Estamos acostumbrados a decir adiós a las personas, a los animales, a un empleo, al año escolar y a múltiples situaciones, ya que nada es permanente y todo cambia de un día para otro. Cambia el tiempo y nosotros también. Sin embargo, a veces nos resulta muy difícil aceptarlo, porque es muy cómodo mantenernos y apegarnos a lo que teníamos. Al no resolver estos cambios, dejamos ‘ciclos de vida abiertos’ o ‘puertas abiertas’ que nos pueden motivar dolor por todo lo que cargamos de aquello que vivimos y que -dice la psicología humanista-, dejamos ‘asuntos pendientes’.
Se dice que la vida es como un libro y ‘dar vuelta a la página’ implica saber qué es lo que sucederá en las siguientes. Ese momento representa un final y un inicio en el que experimentamos y aprendemos momentos alegres y tristes. Cuando ese aprendizaje queda incompleto decimos que un círculo se quedó abierto y por consiguiente, arrastramos emocionalmente la experiencia inconclusa a la siguiente faceta de vida y actuamos rumiando lo vivido mientras las demás personas siguen adelante. No encontramos respuesta al preguntarnos porqué. Lo que sucedió, sucedió, y los hechos pasan y hay que soltarlos.

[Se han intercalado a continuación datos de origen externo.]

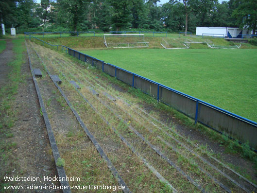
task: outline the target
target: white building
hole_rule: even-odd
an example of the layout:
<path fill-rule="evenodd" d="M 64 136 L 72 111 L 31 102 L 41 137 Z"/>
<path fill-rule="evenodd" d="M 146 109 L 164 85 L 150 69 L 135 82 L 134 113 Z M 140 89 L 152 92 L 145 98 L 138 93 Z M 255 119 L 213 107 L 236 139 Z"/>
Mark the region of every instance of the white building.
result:
<path fill-rule="evenodd" d="M 251 33 L 247 29 L 238 28 L 197 27 L 196 35 L 233 38 L 251 37 Z"/>

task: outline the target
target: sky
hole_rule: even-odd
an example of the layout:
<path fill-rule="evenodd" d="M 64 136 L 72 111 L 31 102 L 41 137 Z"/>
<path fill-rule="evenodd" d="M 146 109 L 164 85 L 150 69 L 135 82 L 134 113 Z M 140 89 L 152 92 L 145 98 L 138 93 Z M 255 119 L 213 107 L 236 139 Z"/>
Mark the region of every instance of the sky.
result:
<path fill-rule="evenodd" d="M 221 3 L 222 1 L 228 1 L 229 0 L 219 0 L 220 3 Z M 160 2 L 157 2 L 157 4 L 159 5 L 160 4 L 164 4 L 169 2 L 169 0 L 160 0 Z M 37 3 L 40 3 L 41 0 L 36 0 Z"/>
<path fill-rule="evenodd" d="M 228 1 L 229 0 L 219 0 L 220 3 L 221 3 L 222 1 Z M 160 2 L 157 2 L 157 4 L 159 5 L 160 4 L 164 4 L 169 2 L 169 0 L 160 0 Z"/>

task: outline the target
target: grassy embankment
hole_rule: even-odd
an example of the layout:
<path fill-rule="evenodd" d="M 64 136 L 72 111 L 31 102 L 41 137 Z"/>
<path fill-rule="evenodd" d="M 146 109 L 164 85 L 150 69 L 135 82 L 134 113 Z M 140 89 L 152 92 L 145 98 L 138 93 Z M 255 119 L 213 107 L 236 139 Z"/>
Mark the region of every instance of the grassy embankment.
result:
<path fill-rule="evenodd" d="M 22 81 L 23 77 L 20 74 L 22 64 L 24 62 L 23 53 L 25 51 L 24 39 L 15 39 L 13 51 L 15 57 L 8 65 L 10 67 L 8 73 L 8 81 L 0 88 L 0 192 L 4 185 L 2 181 L 6 174 L 11 174 L 16 168 L 16 158 L 12 152 L 16 147 L 16 143 L 12 142 L 9 138 L 14 135 L 10 131 L 10 128 L 15 124 L 17 115 L 18 113 L 15 109 L 14 102 L 18 85 Z"/>

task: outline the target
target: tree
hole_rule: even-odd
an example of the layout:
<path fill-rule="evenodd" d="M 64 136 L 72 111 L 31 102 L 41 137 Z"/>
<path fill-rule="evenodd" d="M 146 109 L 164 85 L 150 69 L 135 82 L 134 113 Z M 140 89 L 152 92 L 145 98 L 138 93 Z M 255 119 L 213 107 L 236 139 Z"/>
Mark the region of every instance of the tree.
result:
<path fill-rule="evenodd" d="M 17 0 L 0 0 L 0 23 L 4 23 L 7 27 L 11 27 L 16 18 L 16 3 Z"/>
<path fill-rule="evenodd" d="M 184 7 L 182 3 L 174 4 L 167 3 L 162 5 L 162 18 L 168 29 L 172 32 L 178 32 L 185 25 L 183 12 Z"/>
<path fill-rule="evenodd" d="M 162 20 L 162 7 L 157 6 L 159 0 L 149 0 L 146 3 L 148 7 L 149 28 L 155 31 L 160 31 L 163 28 Z"/>
<path fill-rule="evenodd" d="M 88 17 L 92 27 L 108 31 L 111 25 L 111 10 L 108 0 L 93 0 L 89 10 Z"/>
<path fill-rule="evenodd" d="M 47 20 L 49 19 L 50 0 L 41 0 L 41 18 L 43 20 L 43 31 L 45 29 L 45 25 Z"/>
<path fill-rule="evenodd" d="M 109 0 L 113 9 L 111 21 L 116 31 L 129 25 L 131 20 L 131 1 L 128 0 Z"/>
<path fill-rule="evenodd" d="M 188 32 L 189 15 L 192 13 L 197 13 L 203 8 L 208 6 L 211 0 L 170 0 L 171 3 L 182 3 L 185 15 L 185 32 Z"/>
<path fill-rule="evenodd" d="M 149 9 L 144 3 L 144 0 L 133 0 L 131 8 L 133 28 L 148 28 L 147 15 Z"/>
<path fill-rule="evenodd" d="M 20 32 L 29 28 L 37 28 L 41 24 L 40 18 L 36 11 L 39 6 L 33 0 L 18 1 L 15 18 L 16 23 L 18 24 L 17 27 L 19 28 Z"/>
<path fill-rule="evenodd" d="M 240 27 L 252 30 L 253 34 L 256 34 L 257 30 L 257 1 L 256 0 L 236 0 L 238 3 L 232 16 L 237 19 Z"/>

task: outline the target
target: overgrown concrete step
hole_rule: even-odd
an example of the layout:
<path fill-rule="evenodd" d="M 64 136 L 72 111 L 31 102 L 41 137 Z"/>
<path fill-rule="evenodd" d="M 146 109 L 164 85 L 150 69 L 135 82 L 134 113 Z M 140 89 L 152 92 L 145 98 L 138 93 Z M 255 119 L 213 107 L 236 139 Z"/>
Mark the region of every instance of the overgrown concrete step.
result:
<path fill-rule="evenodd" d="M 34 74 L 36 78 L 41 77 L 42 77 L 42 72 L 39 69 L 33 69 L 34 71 Z"/>
<path fill-rule="evenodd" d="M 110 95 L 109 94 L 108 94 L 107 92 L 103 92 L 103 94 L 104 95 L 104 96 L 105 96 L 106 97 L 107 97 L 109 99 L 110 99 L 111 101 L 116 101 L 116 99 L 113 97 L 112 96 L 111 96 L 111 95 Z"/>
<path fill-rule="evenodd" d="M 75 87 L 75 88 L 80 89 L 81 88 L 77 84 L 76 82 L 75 82 L 74 80 L 71 80 L 69 81 L 69 83 L 72 84 L 73 86 L 74 86 L 74 87 Z"/>
<path fill-rule="evenodd" d="M 52 75 L 51 76 L 52 76 L 52 78 L 54 82 L 55 82 L 58 85 L 60 85 L 62 84 L 62 81 L 61 80 L 60 78 L 59 78 L 59 76 L 58 76 L 58 75 Z"/>
<path fill-rule="evenodd" d="M 93 94 L 94 95 L 96 95 L 97 97 L 99 97 L 99 93 L 98 92 L 97 92 L 96 91 L 95 91 L 95 90 L 94 90 L 94 89 L 92 87 L 88 87 L 87 88 L 88 88 L 88 89 L 89 90 L 90 92 L 92 94 Z"/>

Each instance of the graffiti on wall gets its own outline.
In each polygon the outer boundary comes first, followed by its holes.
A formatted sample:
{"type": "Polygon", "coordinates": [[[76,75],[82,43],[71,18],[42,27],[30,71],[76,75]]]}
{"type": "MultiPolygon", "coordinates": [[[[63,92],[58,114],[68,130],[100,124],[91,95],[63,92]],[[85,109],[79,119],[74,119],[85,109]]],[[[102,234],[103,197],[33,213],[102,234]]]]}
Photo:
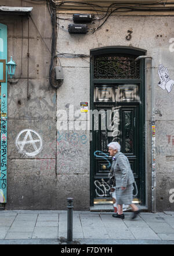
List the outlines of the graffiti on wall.
{"type": "Polygon", "coordinates": [[[174,81],[170,78],[168,69],[161,64],[159,65],[158,75],[160,81],[158,85],[163,90],[166,89],[170,92],[174,84],[174,81]]]}
{"type": "Polygon", "coordinates": [[[42,149],[41,136],[30,129],[21,131],[16,137],[15,144],[19,152],[27,156],[35,156],[42,149]]]}

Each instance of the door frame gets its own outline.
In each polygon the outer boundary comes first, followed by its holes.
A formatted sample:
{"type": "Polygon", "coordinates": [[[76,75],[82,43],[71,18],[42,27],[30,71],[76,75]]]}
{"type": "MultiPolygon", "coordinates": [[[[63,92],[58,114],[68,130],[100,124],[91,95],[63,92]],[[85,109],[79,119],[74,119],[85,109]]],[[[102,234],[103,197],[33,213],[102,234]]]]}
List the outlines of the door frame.
{"type": "MultiPolygon", "coordinates": [[[[128,46],[106,46],[99,48],[95,48],[91,49],[90,52],[90,109],[93,110],[94,109],[94,84],[95,82],[105,82],[107,83],[118,83],[128,82],[128,80],[120,79],[120,80],[107,80],[107,79],[93,79],[93,57],[99,55],[102,55],[104,54],[112,54],[112,53],[121,53],[121,54],[129,54],[133,55],[139,56],[146,55],[147,51],[140,48],[128,46]]],[[[131,81],[137,82],[138,81],[141,82],[142,88],[140,91],[140,96],[141,99],[141,102],[140,103],[139,111],[142,113],[142,118],[140,125],[142,128],[142,131],[143,132],[143,137],[142,137],[141,134],[139,134],[139,140],[140,142],[139,146],[139,159],[141,161],[139,161],[138,168],[140,172],[140,182],[142,183],[141,189],[140,190],[140,196],[141,200],[141,204],[146,204],[146,141],[145,141],[145,61],[144,59],[141,59],[140,62],[140,79],[139,80],[132,80],[131,81]]],[[[93,116],[92,119],[92,127],[93,127],[93,116]]],[[[94,168],[94,157],[93,152],[94,149],[94,132],[92,132],[92,140],[90,141],[90,206],[93,206],[93,190],[94,190],[94,179],[93,179],[93,172],[94,168]]]]}

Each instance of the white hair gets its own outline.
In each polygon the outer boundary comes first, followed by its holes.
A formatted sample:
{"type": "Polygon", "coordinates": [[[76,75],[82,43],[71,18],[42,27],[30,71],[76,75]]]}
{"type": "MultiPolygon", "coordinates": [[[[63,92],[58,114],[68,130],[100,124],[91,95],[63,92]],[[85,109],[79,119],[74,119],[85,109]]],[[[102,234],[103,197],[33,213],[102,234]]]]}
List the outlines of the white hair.
{"type": "Polygon", "coordinates": [[[107,146],[110,147],[113,149],[117,149],[118,152],[120,152],[121,146],[118,142],[111,142],[107,145],[107,146]]]}

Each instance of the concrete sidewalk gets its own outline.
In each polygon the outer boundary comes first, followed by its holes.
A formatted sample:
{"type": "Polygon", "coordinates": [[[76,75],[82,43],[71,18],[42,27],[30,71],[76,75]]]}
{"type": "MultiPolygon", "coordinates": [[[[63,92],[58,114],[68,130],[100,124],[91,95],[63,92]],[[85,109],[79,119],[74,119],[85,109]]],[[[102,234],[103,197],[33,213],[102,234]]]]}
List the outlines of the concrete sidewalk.
{"type": "MultiPolygon", "coordinates": [[[[174,244],[174,212],[141,212],[131,221],[113,212],[73,211],[76,244],[174,244]]],[[[0,244],[66,244],[67,211],[0,211],[0,244]]]]}

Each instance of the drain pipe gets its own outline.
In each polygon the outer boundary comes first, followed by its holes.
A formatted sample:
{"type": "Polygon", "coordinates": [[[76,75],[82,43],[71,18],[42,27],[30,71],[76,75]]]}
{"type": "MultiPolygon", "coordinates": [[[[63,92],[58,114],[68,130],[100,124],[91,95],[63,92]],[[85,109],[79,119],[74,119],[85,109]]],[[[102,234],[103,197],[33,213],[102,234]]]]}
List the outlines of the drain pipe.
{"type": "Polygon", "coordinates": [[[156,212],[156,171],[155,171],[155,109],[154,103],[154,88],[153,85],[153,57],[147,56],[139,56],[135,61],[137,62],[142,59],[151,59],[151,211],[153,213],[156,212]]]}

Sucesos como la muerte de un ser querido, una ruptura sentimental o la derrota de nuestro candidato preferido a elección popular, ocurren circunstancialmente y no por capricho o curiosidad; aunque requieren de cierta reflexión para comenzar una nueva etapa que implique no mostrar rencor, resentimiento, tristeza o coraje por lo que pudo haber sido y no fue. Las lágrimas, el grito o la frustración, en su momento, nos favorece la catarsis y el desahogo, pero nos fortalece para emprender lo que está por venir.

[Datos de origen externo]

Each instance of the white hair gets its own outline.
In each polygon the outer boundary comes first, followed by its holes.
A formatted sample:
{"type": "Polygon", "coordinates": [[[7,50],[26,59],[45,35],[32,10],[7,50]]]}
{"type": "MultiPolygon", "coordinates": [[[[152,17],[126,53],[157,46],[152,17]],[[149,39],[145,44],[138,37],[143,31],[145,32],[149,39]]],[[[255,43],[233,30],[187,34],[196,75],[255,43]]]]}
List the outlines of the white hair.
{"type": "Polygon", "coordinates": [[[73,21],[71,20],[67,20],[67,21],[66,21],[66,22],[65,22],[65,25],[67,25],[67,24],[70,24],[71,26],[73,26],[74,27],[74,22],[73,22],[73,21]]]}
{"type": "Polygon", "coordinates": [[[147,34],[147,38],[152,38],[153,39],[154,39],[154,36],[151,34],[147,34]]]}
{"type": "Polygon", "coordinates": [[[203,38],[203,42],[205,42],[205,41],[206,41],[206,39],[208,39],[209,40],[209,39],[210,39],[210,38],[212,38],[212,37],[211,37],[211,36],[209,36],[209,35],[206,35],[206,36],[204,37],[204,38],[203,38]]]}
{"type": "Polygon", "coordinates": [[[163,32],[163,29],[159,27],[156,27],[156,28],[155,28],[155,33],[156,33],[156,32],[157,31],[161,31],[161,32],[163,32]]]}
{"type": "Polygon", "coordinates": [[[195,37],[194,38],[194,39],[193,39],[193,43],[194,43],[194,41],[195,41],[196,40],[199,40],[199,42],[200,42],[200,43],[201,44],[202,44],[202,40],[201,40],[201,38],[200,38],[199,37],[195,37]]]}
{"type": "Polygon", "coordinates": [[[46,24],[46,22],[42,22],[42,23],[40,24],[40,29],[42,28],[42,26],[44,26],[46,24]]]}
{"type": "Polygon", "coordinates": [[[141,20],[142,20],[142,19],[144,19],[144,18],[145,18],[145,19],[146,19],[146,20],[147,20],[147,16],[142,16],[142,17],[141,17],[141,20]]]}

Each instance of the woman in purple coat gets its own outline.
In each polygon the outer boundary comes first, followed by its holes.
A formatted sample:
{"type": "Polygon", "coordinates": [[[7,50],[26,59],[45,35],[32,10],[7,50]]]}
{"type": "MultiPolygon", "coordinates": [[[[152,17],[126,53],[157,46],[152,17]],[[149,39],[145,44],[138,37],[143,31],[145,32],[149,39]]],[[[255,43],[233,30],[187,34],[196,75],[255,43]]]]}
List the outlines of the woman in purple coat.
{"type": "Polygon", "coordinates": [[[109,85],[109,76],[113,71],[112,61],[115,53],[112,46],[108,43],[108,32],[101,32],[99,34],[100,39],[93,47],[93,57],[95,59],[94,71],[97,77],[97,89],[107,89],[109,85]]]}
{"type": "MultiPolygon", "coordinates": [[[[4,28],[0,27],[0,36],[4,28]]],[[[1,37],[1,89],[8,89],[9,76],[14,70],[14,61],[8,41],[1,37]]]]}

Lo que nos haya contrariado implica una crisis, de bajo o alto nivel, que favorece a responder emocionalmente de forma no muy conveniente. Pasado el suceso, debemos trabajar en lo siguiente: aceptar que el pasado no lo puedes cambiar, pero puedes soltar lo negativo y liberar el peso emocional que representa; afrontar la situación para resolver en lo inmediato las inconformidades de manera amable y justa; dar “vueltas en la cabeza” a una situación desagradable no resuelta, es más adecuado intentar que se muestre diferente; el ser honesto consigo mismo ayudará a no autoengañarse y ver con claridad el problema y por ende, visualizar opciones de solución.

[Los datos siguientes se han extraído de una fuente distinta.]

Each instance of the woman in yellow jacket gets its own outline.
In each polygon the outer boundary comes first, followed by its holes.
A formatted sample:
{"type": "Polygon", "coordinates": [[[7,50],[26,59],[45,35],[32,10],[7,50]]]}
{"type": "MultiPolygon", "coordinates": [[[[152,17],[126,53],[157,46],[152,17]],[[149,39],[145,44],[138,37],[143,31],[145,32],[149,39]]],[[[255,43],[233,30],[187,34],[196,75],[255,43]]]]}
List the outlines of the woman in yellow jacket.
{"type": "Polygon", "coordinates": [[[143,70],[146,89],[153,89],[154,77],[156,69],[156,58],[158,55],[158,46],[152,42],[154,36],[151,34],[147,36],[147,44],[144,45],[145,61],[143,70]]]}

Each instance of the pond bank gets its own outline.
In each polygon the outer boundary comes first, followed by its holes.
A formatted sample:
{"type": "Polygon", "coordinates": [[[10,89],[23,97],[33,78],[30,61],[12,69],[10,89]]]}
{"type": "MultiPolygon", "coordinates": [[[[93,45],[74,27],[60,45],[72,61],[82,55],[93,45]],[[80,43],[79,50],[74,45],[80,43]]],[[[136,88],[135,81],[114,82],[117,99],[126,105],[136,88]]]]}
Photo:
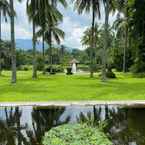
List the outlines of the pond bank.
{"type": "Polygon", "coordinates": [[[145,100],[136,101],[49,101],[49,102],[1,102],[0,107],[16,106],[96,106],[96,105],[117,105],[135,108],[145,108],[145,100]]]}

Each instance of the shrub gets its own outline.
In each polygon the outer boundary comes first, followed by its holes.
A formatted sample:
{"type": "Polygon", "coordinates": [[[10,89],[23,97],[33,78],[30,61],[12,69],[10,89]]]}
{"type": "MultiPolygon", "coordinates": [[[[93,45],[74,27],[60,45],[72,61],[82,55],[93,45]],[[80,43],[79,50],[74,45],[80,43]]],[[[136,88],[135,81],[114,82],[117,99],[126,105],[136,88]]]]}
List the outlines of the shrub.
{"type": "Polygon", "coordinates": [[[45,72],[51,73],[51,74],[62,73],[64,72],[64,69],[61,66],[52,66],[52,68],[51,66],[48,66],[45,68],[45,72]],[[52,72],[50,72],[51,69],[52,69],[52,72]]]}
{"type": "Polygon", "coordinates": [[[145,77],[145,73],[133,73],[133,77],[144,78],[145,77]]]}
{"type": "Polygon", "coordinates": [[[30,69],[31,67],[29,65],[21,65],[18,67],[18,70],[21,70],[21,71],[28,71],[30,69]]]}
{"type": "Polygon", "coordinates": [[[97,127],[67,124],[47,132],[43,138],[43,145],[112,145],[112,143],[97,127]]]}
{"type": "Polygon", "coordinates": [[[107,71],[106,77],[113,79],[113,78],[116,78],[116,75],[115,75],[115,73],[113,71],[107,71]]]}

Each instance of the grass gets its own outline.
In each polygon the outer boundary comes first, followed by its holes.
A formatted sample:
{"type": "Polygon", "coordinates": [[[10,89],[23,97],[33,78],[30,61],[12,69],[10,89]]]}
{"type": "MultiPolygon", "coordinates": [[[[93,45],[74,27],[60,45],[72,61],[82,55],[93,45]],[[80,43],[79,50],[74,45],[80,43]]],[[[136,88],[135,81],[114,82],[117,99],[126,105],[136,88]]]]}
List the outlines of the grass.
{"type": "Polygon", "coordinates": [[[103,83],[97,75],[54,76],[39,73],[37,80],[31,72],[18,72],[18,82],[10,84],[10,72],[0,77],[0,101],[50,100],[145,100],[145,78],[117,73],[117,79],[103,83]]]}

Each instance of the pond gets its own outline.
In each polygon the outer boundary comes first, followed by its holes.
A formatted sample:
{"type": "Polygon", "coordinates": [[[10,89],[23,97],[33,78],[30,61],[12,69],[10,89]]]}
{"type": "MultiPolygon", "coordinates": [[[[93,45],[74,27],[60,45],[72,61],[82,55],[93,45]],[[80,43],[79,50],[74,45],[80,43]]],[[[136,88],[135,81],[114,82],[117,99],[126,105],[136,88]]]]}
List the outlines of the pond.
{"type": "Polygon", "coordinates": [[[52,127],[82,121],[105,122],[114,145],[145,144],[145,109],[112,105],[0,108],[0,145],[41,145],[52,127]]]}

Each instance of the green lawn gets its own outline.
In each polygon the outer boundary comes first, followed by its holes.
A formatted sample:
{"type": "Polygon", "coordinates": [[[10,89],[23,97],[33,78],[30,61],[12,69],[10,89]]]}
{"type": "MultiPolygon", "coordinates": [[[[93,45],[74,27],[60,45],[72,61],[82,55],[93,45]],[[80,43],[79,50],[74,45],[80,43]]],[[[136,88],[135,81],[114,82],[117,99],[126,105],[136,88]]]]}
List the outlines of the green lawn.
{"type": "Polygon", "coordinates": [[[16,85],[10,84],[10,72],[0,77],[0,101],[49,100],[145,100],[145,78],[117,73],[117,79],[103,83],[89,75],[64,74],[31,79],[31,72],[18,72],[16,85]]]}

Las emociones son nuestra primera respuesta ante lo adverso y ellas no facilitan el pensar objetivamente, por lo que se actuará de forma impulsiva e inconveniente. Ante todo, hay que mantener la calma, no actuar de forma violenta, y aunque se piense que todo está perdido o que el cambio llevará a situaciones negativas, siempre hay la oportunidad de corregir y reencausar la vida hacia otros horizontes.
La vida no permite jugar con las cartas marcadas. Hay que saber perder y aprender a ganar. Y por el contrario, cambiar solo te da la oportunidad de experimentar algo nuevo, pero no te asegura que tendrás lo que te propones. Hay que ganárselo. Y eso es vivir la vida. ¡Te deseo suerte en tú cambio!